そのたった一秒ほどの間に、レオナルドがフランチェスカの耳元にくちびるを寄せ、意地の悪い内緒話をする。
「……君が着ていたドレスの、ほどいた腰リボン」
「あわーーーーーーーーっ!?」
ざわっ、と周囲がどよめいた。
レオナルドは囁き声だったから、内容が聞こえたわけではないはずだ。ただし、いきなり教室で密着状態になったために、みんなを驚かせてしまったのだろう。
悲鳴を上げたフランチェスカは、それを咄嗟に誤魔化した。
「わっ、わ、わ……ワーッ、それにしても今日は良い天気!! こんな四月の陽気なら、アルディーニさんも眠くなって、隣の席の人の肩に凭れ掛かりそうになったりしちゃいますよね!! 仕方ない! 私も眠気覚ましのお散歩に行こーっと!!」
早口で大きな独り言を言い、レオナルドを押し退けて立ち上がる。
これ以上クラスメイトに不審がられたくなかったのだが、レオナルドにそんな振る舞いをすること自体が悪目立ちするのだと、いまのフランチェスカは気付かない。
「フラーンチェースカ。待てって。俺も一緒に行く」
(ついてきたあ……!!)
廊下に出たあともレオナルドに呼ばれ、早足で校舎の外に出る。
しかし、レオナルドを撒けそうにはなかったので、校舎裏まで行ったところでぴたりと足を止めた。
「おっと。危ない」
「アルディーニさん!!」
涙目で振り返り、憤慨すると、レオナルドはふっと嬉しそうに笑う。
「泣きそうな顔も、すごく可愛い」
「っ、あのね!!」
お世辞だと思いたいところだが、どう見ても本心なので性質が悪い。女性の泣き顔を心から褒める男性なんて、絶対にろくでもないのだった。

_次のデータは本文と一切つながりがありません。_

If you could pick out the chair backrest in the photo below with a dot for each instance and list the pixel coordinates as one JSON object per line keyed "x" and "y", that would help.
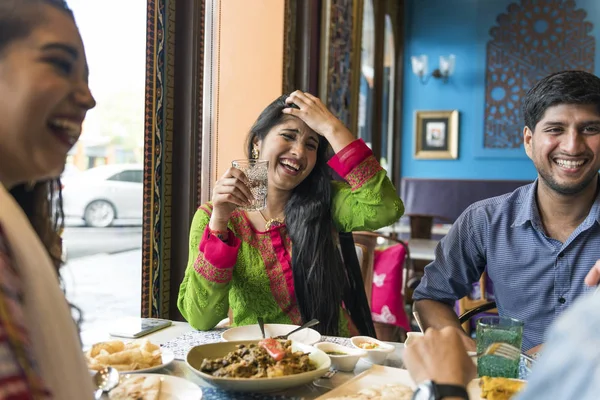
{"x": 369, "y": 242}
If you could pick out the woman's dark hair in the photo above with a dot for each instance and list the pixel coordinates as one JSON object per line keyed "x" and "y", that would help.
{"x": 319, "y": 274}
{"x": 566, "y": 87}
{"x": 41, "y": 201}
{"x": 19, "y": 17}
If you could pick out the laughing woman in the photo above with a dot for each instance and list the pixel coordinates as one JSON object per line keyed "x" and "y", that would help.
{"x": 283, "y": 263}
{"x": 44, "y": 97}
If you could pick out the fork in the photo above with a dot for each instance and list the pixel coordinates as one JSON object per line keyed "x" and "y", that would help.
{"x": 505, "y": 350}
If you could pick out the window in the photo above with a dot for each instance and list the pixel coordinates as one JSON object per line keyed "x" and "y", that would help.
{"x": 103, "y": 232}
{"x": 135, "y": 176}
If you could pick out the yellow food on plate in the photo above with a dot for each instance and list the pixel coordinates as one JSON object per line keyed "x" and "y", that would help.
{"x": 133, "y": 356}
{"x": 390, "y": 391}
{"x": 136, "y": 387}
{"x": 500, "y": 388}
{"x": 255, "y": 361}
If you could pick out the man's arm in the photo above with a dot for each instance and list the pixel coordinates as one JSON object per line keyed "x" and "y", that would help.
{"x": 437, "y": 315}
{"x": 441, "y": 357}
{"x": 459, "y": 262}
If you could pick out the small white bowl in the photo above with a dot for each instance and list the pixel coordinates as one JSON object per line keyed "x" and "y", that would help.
{"x": 345, "y": 362}
{"x": 376, "y": 355}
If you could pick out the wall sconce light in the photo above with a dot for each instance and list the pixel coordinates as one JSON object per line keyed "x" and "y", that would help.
{"x": 446, "y": 68}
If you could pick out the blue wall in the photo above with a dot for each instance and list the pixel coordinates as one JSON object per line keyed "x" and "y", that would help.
{"x": 460, "y": 27}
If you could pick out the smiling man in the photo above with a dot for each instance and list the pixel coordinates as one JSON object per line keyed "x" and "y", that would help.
{"x": 537, "y": 243}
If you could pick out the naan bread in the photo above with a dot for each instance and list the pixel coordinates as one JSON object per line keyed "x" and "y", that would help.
{"x": 391, "y": 391}
{"x": 136, "y": 387}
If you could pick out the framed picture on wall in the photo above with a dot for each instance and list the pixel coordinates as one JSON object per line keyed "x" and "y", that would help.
{"x": 436, "y": 135}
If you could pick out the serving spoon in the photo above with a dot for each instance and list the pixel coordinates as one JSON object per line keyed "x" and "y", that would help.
{"x": 105, "y": 380}
{"x": 309, "y": 324}
{"x": 261, "y": 325}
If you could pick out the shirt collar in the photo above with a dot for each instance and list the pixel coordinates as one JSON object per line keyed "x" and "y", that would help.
{"x": 529, "y": 210}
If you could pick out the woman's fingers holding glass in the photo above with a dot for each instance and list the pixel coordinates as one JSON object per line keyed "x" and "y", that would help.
{"x": 229, "y": 194}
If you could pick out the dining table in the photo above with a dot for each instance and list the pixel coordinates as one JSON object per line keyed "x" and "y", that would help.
{"x": 180, "y": 337}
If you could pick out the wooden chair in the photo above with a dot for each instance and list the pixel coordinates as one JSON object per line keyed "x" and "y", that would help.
{"x": 468, "y": 307}
{"x": 367, "y": 242}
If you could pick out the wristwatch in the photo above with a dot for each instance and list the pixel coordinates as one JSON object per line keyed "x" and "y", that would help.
{"x": 429, "y": 390}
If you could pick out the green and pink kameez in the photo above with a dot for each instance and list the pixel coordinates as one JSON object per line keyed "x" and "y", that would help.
{"x": 251, "y": 272}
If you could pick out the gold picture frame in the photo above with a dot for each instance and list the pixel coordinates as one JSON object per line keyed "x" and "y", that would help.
{"x": 436, "y": 135}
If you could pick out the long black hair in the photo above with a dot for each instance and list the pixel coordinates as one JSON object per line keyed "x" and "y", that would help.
{"x": 319, "y": 274}
{"x": 41, "y": 201}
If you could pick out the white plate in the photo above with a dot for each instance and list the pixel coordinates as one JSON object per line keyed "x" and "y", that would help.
{"x": 252, "y": 332}
{"x": 215, "y": 350}
{"x": 377, "y": 375}
{"x": 167, "y": 358}
{"x": 175, "y": 388}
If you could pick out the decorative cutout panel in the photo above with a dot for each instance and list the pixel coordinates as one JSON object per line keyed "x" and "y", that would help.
{"x": 532, "y": 40}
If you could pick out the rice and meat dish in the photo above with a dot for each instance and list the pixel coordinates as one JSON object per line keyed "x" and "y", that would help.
{"x": 270, "y": 358}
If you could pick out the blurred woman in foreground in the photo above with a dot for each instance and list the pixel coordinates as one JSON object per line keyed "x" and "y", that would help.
{"x": 44, "y": 97}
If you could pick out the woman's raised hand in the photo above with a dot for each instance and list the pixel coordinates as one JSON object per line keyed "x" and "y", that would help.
{"x": 230, "y": 192}
{"x": 318, "y": 117}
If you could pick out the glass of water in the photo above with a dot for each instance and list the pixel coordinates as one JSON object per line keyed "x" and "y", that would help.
{"x": 495, "y": 330}
{"x": 257, "y": 172}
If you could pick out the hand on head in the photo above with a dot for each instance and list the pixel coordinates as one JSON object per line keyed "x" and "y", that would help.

「なにもかも計算しての言動なの、ちゃんと分かってるんだから! リボンの件も、あなたたちの誘拐から逃げるために解いたのに、意味深な言い方をするのはどうかと思う!! でも! 返しに来てくれたのはありがとう!!」
「はははっ。怒りながら泣きそうになりながらお礼を言ってくれるの、訳が分かんなくて最高だな」
レオナルドはそう笑ったあとで、目を伏せるように微笑む。
「謝るよ、フランチェスカ。……大切な君を、意地悪で泣かせて悪かった」
彼は言い、フランチェスカの目に滲みかけた涙を拭おうとしてくれたようだ。
しかし、フランチェスカはむすっとくちびるを結んだまま、レオナルドの手首を掴んで止めた。
「そういうの、結構なので」
「へえ?」
すん……とした気持ちで言い切った。レオナルドは、その反応が新鮮そうだ。